No Action By Written Consent. Our certificate of incorporation provides that our stockholders may not act by written consent and may only act at duly called meetings of stockholders.

Super-Majority Voting. The Delaware law provides generally that the affirmative vote of a majority of the shares entitled to vote on any matter is required to amend a corporation’s certificate of incorporation or bylaws unless a corporation’s certificate of incorporation or bylaws, as the case may be, requires a greater percentage. Our by-laws may be amended or repealed by a majority vote of our board of directors or the affirmative vote of the holders of at least seventy-five percent (75%) of the votes that all our stockholders would be entitled to cast in any annual election of directors. In addition, the affirmative vote of the holders of at least seventy-five percent (75%) of the votes that all our stockholders would be entitled to cast in any annual election of directors is required to amend or repeal or to adopt any provisions inconsistent with any of the provisions of our certificate of incorporation described above.

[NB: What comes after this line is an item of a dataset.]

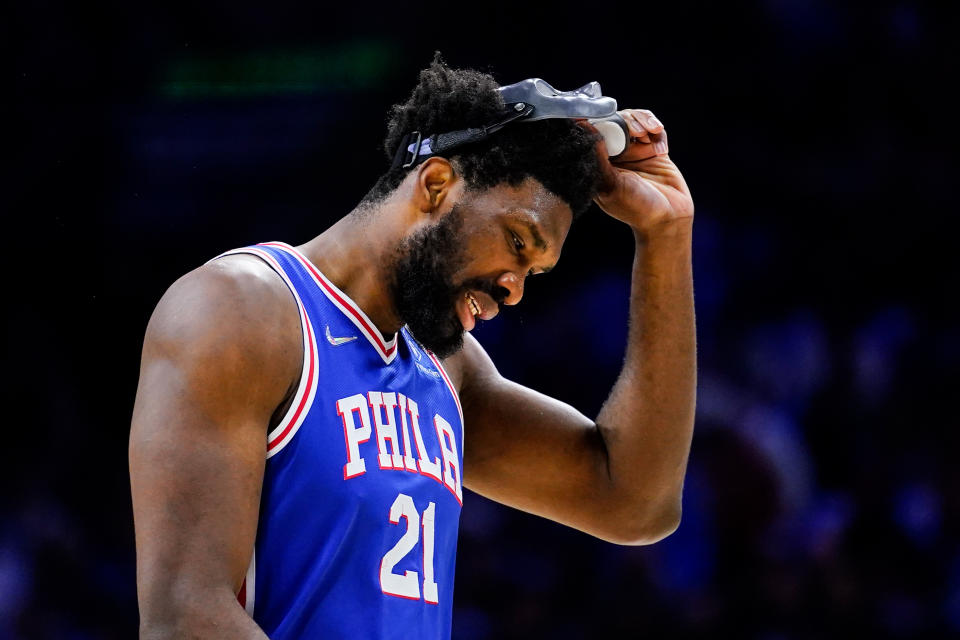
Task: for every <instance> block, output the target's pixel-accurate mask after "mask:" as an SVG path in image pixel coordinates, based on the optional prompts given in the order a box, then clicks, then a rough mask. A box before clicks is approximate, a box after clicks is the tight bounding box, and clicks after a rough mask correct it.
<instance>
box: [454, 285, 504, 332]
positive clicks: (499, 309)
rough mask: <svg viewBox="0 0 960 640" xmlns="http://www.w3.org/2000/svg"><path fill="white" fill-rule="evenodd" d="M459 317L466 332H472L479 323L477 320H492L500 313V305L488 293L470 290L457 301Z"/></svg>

Delaware Business Combination Statute. We are subject to Section 203 of the DGCL (“Section 203”), which prohibits a Delaware corporation from engaging in business combinations with an interested stockholder. An interested stockholder is generally defined as an entity or person beneficially owning 15% or more of the outstanding voting stock of the corporation or any entity or person affiliated with or controlling or controlled by such entity or person, or interested stockholder. Section 203 provides that an interested stockholder may not engage in business combinations with the corporation for a period of three years after the date that such stockholder became an interested stockholder, with the following exceptions:

before such date, the board of directors of the corporation approved either the business combination or the transaction that resulted in the stockholder becoming an interested stockholder;

upon completion of the transaction that resulted in the stockholder becoming an interested stockholder, the interested stockholder owned at least 85% of the voting stock of the corporation outstanding at the time the transaction began, excluding for purposes of determining the voting stock outstanding (but not the outstanding voting stock owned by the interested stockholder) those shares owned (i) by persons who are directors and also officers and (ii) employee stock plans in which employee participants do not have the right to determine confidentially whether shares held subject to the plan will be tendered in a tender or exchange offer; or

on or after such date, the business combination is approved by the board of directors and authorized at an annual or special meeting of the stockholders, and not by written consent, by the affirmative vote of at least 66 2/3% of the outstanding voting stock that is not owned by the interested stockholder.





In general, Section 203 defines business combinations to include the following:

any merger or consolidation involving the corporation and the interested stockholder;
any sale, lease, transfer, pledge or other disposition of 10% or more of the assets of the corporation to or with the interested stockholder;
subject to certain exceptions, any transaction that results in the issuance or transfer by the corporation of any stock of the corporation to the interested stockholder;
any transaction involving the corporation that has the effect of increasing the proportionate share of the stock or any class or series of the corporation beneficially owned by the interested stockholder; or
the receipt by the interested stockholder of the benefit of any loss, advances, guarantees, pledges or other financial benefits by or through the corporation.